Israel's security cabinet met today to consider easing a Gaza blockade but adjourned without taking any decisions.

The cabinet will reconvene tomorrow to continue discussions on expanding a list of about 100 goods Israel permits through overland crossings into the Gaza Strip, a senior government official said.

Israel's internal security chief, Yuval Diskin, voiced opposition in a briefing to a parliamentary committee on Tuesday to any lifting of Israel's naval blockade of the territory, home to 1.5 million Palestinians and run by Hamas Islamists.

Israel faces international calls to ease or lift its Gaza embargo following the killing by Israeli commandos of nine pro-Palestinian Turkish activists during the interception at sea of an an aid convoy on May 31.

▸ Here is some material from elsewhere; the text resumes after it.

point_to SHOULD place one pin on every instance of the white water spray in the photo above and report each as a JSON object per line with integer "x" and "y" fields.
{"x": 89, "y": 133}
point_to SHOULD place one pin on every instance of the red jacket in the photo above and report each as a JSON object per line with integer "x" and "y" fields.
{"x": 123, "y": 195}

Israeli leaders said the troops acted in self-defense after being swarmed by activists who attacked them, and that the blockade is necessary to prevent arms smuggling to Hamas.

Israel imposed the blockade soon after Hamas, which has rejected Western calls to recognize its right to exist, won a Palestinian legislative election in 2006. Restrictions were tightened after Hamas seized power in Gaza the following year.

Under a plan drawn up in co-ordination with Middle East envoy Tony Blair, Israel could move from a policy of banning the entry of many commercial goods into Gaza, except a few designated items, to accepting all products and prohibiting only those proscribed on a list, diplomats said.

Mr Blair represents the Quartet of international powers - the United States, European Union, United Nations and Russia - seeking Middle East peace. He held talks last week with Prime Minister Benjamin Netanyahu.

The former British leader said on Monday Israel had agreed in principle to easing the blockade "in days."

Israeli cabinet minister Isaac Herzog, who has called for the lifting of the blockade, said on Army Radio today the measure was "outdated and no longer applicable in the current international and diplomatic climate."

A network of smuggling tunnels under the Gaza Strip's border with Egypt keeps the enclave supplied with a variety of commercial goods. Hamas maintains its own tunnels, which Israel says are also used for weapons smuggling.

Humanitarian aid shipments are transferred regularly via border crossings with Israel, but international aid groups say more supplies are needed.